Tuesday, June 2, 2026

Reality check

 

When Yossi came home from school today I saw clumps of hair falling out from his peyos. 

My heart sank.

I had forgotten.

I had forgotten that he had some hair loss before. 

I had forgotten that he is on CHEMO.

I had forgotten because we just thrown it into the feeding tube along with the rest of Yossi's daily medicines.

I'm fortunate that Yossi can have CHEMO at home instead of an infusion center.

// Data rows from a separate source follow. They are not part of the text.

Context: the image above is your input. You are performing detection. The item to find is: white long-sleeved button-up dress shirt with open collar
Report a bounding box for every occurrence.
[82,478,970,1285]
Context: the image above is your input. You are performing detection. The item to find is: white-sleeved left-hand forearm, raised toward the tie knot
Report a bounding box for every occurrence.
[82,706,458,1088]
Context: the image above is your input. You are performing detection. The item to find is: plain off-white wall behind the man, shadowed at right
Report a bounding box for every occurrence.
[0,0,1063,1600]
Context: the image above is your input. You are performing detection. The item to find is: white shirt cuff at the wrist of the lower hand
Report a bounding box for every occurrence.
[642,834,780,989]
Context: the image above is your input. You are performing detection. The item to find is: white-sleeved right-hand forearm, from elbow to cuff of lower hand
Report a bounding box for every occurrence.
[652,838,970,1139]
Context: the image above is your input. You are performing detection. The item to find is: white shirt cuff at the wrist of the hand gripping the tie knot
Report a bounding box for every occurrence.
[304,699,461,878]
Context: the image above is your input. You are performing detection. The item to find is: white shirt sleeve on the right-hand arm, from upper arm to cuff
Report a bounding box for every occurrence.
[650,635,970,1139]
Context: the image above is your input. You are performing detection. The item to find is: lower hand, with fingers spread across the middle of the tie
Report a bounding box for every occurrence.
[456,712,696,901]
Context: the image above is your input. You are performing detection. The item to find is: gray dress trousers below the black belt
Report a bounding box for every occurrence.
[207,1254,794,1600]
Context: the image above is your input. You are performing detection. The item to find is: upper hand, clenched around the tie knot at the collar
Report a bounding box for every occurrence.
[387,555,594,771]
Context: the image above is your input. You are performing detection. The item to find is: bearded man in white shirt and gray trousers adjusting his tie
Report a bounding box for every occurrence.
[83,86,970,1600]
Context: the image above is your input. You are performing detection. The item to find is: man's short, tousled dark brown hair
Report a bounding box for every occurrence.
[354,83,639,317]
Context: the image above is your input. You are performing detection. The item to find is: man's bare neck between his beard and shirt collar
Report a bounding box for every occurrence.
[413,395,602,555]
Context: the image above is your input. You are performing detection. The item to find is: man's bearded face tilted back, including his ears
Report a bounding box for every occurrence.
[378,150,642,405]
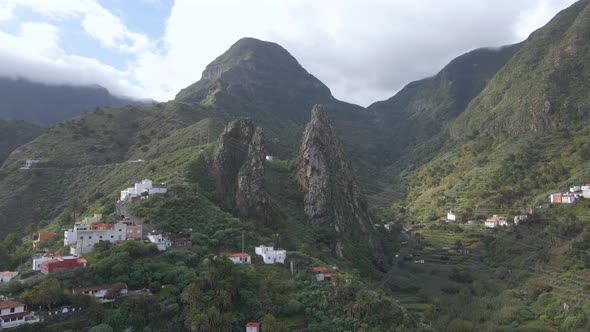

I'm fortunate the medicine is working and I pray that the tumor keeps shrinking .



Grandma Lana

 Once when Yossi was a baby we were out shopping with mom. as she piled a mountain of baby clothes on the counter the cashier asked if yossi was her first grandchild. Mom replied 'no and I love them all. 'that was mom, she loved to shop and even more than that she loved her family dearly. She treated each of her 10 grandchildren as if they were the only one. She loved each child's spouse like her own children.

I'm not wearing all black today. I chose an outfit with a streak of light color. I believe this represents mom. Like light, mom showed up brightly and consistently in our lives, without grandeur and fanfare.

Mom took a genuine interest in other people and showed up fully present all the time. 

She showed for Paul, for family, for her friends, for her temple, and for many charitable organizations. She met every person where they were- yossi in the hospital and Miriam simcha and shneur zalman on the floor. Even when we protested that she was to old to get down on the floor with little kids, she'd say 'im fine' and proceed to play with much interest and enjoyment. My children looked forward to her visits, their highlight -a trip to the kosher store on the corner for cookies, because as mom put it 'life is always a little better with some ice cream or a cookie'

Mom, I hope we'll keep on making you proud. We'll miss you very much!!